Until the human population levels off, and until our demands on the planet become sustainable, we’ll be fighting a rearguard action for the natural world.  Each species we lose is another thread unravelling from the fabric of life, and a door in our future slamming shut.  Although conservation efforts are helping slow down the rate of extinction in some areas, MUCH more needs to be done at every level, as well as a real change in how we live, breed and consume.  There is still time – just – to turn things around, but we have to keep on fighting hard for nature.  Human population increase is a global problem and our expanding footprint the biggest threat to the natural world.  But people are also ultimately the solution, if we can harness their goodwill, intelligence, ingenuity and compassion as a force for change. The surest and kindest way to reduce birth rates is through providing education and opportunity, as well as access to good healthcare and contraceptives, but it needs to be done in a sensitive way so that both people and wildlife see the benefit.  Supporting family planning initiatives is money well spent and putting pressure on governments can only help. The first steps towards real change starts in our own back yards, practicing what we preach and leading by example.

  1. To what extent is the absence of tusks a genetic phenomenon? We were surprised that the three females we saw without tusks, (Cinnamon, Monarch, and one of the Rivers) were from three different families.

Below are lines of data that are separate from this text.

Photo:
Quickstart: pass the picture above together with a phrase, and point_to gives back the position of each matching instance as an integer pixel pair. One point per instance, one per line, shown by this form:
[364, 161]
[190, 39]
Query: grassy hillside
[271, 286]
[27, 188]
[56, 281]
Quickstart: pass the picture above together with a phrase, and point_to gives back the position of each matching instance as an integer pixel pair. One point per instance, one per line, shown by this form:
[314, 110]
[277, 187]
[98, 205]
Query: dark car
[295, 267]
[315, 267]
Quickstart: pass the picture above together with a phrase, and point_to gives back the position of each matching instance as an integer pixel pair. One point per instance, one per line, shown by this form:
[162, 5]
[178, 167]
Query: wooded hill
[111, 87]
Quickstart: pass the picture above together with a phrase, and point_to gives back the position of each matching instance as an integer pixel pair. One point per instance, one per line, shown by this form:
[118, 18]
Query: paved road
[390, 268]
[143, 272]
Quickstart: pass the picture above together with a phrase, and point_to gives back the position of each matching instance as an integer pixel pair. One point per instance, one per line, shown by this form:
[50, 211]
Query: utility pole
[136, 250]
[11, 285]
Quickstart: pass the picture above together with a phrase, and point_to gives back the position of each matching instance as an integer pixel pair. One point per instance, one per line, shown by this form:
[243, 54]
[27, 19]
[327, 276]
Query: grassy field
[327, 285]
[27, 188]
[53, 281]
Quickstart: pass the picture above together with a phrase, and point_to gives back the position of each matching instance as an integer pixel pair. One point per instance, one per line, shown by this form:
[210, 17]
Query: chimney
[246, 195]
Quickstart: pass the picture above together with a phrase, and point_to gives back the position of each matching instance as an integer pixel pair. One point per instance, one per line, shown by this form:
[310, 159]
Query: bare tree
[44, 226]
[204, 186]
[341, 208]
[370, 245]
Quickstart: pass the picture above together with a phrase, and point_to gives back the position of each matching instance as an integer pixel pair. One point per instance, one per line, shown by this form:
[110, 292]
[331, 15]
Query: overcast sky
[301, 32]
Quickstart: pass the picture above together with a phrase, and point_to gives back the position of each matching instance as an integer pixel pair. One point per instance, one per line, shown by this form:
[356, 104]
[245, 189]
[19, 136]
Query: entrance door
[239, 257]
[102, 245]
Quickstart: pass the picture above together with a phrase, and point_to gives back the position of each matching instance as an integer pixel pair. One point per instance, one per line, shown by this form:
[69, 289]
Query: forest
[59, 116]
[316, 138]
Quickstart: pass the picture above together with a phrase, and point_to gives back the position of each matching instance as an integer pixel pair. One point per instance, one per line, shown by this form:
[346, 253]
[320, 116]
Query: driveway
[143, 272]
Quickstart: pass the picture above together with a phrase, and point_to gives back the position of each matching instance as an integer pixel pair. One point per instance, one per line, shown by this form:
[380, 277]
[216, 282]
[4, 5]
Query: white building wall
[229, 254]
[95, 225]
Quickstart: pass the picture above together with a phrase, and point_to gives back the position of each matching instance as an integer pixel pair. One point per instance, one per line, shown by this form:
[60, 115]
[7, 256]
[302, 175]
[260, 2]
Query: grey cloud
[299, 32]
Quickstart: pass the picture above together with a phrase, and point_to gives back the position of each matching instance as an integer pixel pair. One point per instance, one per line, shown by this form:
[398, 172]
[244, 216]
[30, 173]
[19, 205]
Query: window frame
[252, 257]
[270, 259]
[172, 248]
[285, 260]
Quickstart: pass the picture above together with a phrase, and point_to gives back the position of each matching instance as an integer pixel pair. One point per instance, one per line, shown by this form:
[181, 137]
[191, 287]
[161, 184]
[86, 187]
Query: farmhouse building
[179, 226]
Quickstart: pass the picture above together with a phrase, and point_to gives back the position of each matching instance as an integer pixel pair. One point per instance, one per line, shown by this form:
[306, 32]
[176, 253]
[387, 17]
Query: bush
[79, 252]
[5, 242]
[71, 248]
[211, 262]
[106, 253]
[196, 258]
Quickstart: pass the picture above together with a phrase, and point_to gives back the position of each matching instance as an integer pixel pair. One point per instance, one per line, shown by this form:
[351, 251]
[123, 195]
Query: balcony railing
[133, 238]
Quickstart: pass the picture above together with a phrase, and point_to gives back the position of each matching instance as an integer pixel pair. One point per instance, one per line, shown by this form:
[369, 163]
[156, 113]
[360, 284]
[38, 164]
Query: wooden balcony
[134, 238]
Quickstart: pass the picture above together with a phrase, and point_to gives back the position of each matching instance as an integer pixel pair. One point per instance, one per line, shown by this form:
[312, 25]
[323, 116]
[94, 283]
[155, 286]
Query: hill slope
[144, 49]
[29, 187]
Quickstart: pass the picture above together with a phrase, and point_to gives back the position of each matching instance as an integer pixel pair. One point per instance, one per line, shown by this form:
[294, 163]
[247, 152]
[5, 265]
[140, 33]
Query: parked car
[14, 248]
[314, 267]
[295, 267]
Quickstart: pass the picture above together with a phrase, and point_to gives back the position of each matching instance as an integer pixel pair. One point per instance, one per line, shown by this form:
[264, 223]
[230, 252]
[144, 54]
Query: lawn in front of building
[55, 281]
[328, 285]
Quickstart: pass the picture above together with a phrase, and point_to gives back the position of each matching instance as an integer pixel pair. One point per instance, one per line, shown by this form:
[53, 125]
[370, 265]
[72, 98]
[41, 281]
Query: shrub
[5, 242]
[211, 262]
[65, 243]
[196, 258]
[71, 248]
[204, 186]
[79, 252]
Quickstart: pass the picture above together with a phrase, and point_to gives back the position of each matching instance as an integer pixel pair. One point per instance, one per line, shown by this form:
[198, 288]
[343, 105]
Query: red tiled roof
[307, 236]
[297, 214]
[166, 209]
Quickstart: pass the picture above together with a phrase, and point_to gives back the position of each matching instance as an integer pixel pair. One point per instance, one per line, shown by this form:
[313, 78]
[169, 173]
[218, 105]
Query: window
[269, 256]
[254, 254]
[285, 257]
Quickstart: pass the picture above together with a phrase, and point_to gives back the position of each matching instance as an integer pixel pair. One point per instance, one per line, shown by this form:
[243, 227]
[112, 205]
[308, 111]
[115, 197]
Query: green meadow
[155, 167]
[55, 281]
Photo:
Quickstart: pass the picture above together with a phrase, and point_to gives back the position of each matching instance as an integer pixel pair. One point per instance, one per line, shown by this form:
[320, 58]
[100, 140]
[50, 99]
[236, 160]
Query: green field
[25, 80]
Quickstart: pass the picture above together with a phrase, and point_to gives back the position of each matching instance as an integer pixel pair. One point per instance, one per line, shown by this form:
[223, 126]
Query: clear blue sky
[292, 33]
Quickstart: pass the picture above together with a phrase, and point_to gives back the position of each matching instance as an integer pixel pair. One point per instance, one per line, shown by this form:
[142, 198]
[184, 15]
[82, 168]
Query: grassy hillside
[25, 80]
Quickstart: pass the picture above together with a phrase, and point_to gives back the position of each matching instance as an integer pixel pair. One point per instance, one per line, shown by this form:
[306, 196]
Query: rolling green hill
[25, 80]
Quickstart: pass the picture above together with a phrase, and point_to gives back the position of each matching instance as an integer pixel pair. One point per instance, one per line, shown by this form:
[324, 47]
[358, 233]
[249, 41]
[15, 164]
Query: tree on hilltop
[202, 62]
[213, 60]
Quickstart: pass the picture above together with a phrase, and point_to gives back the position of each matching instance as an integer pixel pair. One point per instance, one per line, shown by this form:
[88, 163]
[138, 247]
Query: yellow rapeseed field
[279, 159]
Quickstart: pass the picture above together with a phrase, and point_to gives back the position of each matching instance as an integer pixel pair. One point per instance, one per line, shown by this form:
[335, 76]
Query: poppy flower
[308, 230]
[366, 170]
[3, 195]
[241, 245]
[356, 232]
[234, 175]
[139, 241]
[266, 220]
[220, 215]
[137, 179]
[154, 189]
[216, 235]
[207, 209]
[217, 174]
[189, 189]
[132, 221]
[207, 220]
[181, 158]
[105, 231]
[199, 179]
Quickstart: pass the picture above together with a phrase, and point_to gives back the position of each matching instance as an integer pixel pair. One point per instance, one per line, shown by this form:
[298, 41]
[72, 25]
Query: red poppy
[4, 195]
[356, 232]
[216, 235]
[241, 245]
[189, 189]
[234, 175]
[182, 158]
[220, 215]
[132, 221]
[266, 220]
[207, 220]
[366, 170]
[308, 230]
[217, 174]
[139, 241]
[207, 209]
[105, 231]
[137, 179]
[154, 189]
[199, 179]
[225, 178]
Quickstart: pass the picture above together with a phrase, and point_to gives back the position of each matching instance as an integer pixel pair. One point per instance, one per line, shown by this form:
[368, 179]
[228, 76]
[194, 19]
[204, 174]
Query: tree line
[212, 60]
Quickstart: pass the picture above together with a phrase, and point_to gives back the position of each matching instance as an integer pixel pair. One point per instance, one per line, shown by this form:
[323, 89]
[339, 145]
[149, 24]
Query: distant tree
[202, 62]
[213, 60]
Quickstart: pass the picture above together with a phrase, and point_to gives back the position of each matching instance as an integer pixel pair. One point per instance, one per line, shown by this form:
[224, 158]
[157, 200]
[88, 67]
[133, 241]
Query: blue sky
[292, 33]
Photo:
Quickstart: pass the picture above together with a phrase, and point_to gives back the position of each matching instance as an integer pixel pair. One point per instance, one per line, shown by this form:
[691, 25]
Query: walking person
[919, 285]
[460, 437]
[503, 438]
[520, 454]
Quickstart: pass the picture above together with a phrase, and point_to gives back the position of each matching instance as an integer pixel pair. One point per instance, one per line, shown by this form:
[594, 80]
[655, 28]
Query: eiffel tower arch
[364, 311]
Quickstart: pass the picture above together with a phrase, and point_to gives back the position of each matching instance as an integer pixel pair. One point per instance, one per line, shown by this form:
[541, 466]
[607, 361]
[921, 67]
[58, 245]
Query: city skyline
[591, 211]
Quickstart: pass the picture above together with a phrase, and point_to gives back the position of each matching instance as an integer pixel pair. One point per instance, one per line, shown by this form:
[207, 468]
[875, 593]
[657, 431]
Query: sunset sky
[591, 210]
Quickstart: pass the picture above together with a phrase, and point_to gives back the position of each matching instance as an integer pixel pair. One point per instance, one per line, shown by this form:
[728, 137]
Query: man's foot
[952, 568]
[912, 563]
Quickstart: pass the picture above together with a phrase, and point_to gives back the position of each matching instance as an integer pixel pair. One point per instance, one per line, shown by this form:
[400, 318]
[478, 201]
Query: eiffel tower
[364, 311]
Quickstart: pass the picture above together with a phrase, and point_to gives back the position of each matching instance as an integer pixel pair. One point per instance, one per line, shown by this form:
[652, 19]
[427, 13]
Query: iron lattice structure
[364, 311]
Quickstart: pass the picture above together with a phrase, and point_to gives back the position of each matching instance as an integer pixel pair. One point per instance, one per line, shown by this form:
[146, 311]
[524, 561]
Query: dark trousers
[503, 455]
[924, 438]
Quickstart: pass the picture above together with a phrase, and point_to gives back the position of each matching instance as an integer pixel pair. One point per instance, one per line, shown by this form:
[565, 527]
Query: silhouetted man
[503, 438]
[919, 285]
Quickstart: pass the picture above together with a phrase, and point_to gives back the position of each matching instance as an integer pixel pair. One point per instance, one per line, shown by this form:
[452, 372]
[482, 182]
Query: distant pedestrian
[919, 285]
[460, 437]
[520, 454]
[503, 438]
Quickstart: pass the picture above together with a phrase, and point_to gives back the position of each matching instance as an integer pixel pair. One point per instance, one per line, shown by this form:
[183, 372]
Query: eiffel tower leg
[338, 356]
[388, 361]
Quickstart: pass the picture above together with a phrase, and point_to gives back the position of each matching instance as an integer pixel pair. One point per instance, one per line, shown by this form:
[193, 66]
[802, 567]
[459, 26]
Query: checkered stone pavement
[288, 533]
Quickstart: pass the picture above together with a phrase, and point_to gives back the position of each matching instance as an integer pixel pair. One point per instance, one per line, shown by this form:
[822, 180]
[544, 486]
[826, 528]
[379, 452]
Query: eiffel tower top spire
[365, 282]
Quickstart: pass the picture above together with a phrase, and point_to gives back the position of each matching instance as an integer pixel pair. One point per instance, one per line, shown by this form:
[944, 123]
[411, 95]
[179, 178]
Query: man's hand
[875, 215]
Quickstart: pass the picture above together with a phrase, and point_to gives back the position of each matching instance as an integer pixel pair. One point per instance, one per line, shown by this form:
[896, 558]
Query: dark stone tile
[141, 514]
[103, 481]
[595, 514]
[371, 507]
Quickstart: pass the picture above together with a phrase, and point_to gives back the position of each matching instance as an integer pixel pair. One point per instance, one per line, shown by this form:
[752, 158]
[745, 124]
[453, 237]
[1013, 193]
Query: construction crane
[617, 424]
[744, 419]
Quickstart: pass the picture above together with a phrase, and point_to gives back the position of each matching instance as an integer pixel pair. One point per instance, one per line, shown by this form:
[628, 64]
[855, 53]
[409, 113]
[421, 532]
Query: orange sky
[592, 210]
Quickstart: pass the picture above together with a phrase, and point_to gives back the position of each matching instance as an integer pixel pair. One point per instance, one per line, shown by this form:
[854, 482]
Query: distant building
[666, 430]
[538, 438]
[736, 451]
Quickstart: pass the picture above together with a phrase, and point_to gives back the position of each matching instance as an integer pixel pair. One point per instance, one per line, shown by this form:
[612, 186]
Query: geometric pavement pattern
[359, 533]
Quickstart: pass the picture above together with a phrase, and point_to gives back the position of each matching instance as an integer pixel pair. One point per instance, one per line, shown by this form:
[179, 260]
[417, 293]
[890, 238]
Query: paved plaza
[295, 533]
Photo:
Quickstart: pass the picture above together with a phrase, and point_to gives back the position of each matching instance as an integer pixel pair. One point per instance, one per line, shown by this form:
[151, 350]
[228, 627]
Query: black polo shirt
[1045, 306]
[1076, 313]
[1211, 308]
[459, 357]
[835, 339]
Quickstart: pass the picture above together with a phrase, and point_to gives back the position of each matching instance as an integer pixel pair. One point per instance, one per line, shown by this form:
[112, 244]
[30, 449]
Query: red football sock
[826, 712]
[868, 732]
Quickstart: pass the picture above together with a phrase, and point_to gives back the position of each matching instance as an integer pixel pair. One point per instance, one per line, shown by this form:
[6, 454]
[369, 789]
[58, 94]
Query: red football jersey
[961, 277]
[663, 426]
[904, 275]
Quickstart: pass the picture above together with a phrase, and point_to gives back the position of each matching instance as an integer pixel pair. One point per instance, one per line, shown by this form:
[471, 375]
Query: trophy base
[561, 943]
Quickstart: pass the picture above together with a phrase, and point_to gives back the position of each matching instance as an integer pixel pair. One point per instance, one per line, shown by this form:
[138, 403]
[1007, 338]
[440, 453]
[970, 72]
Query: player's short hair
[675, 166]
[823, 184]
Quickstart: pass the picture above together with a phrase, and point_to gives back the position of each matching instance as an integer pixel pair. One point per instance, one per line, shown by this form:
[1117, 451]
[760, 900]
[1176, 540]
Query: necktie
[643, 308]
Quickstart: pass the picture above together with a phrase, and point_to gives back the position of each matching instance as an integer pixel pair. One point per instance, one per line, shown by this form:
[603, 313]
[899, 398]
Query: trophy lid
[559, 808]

Some elephants are born genetically tuskless.  In fact, I have the skull of one of them in camp, and you can see quite clearly the lack of “tusk-holes” where you would expect to see ivory protrude from the bone. Others lose their tusks from fighting, breakages or infection. In areas where there has been a lot of hunting for ivory, the high level of long term predation on big tuskers has resulted in a pronounced decrease in tusk size, and in some areas an increase in tusklessness.  Bull elephants have much bigger and heavier ivory so tend to be targeted first by poachers, after which the large females of breeding age are targeted and onward down the scale.  In the wild under natural non-poaching conditions, it is thought that only 2-4% of female African elephants never develop tusks, but a recent study of 200 known adult females in Gorongosa National Park, Mozambique, by my friend and elephant expert Joyce Poole, records tusklessness in 51% of those that survived the war (25 years or older), and 32% tusklessness in females born since the war (24 and younger).

  1. Which element of running your camp do you enjoy most?

Being surrounded by so much diverse animal life is what I love best – waking to the sound of a genet cat snacking on insects in my roof or the rumble of an elephant feeding on vegetation close by my tent, lit up in the moonlight. Sometimes I see a porcupine scuffling around my veranda looking for tubers, or a wildcat scuttling past at dawn.  By day the trees are full of birds and monkeys, elephants often pass right through the middle of Elephant Watch Camp, all of whom we know by name.  In the evening, on my way to dinner, I’ve made a habit of searching for scorpions – we have at least nine species here – using a special ultraviolet torch that makes them fluoresce under the light, so we can watch them interacting with each other or just making their way searching for juicy caterpillars. My favourite moment ever was seeing one fat little fellow hunkered down with his tail arced over his body, using his stinger as a toothpick!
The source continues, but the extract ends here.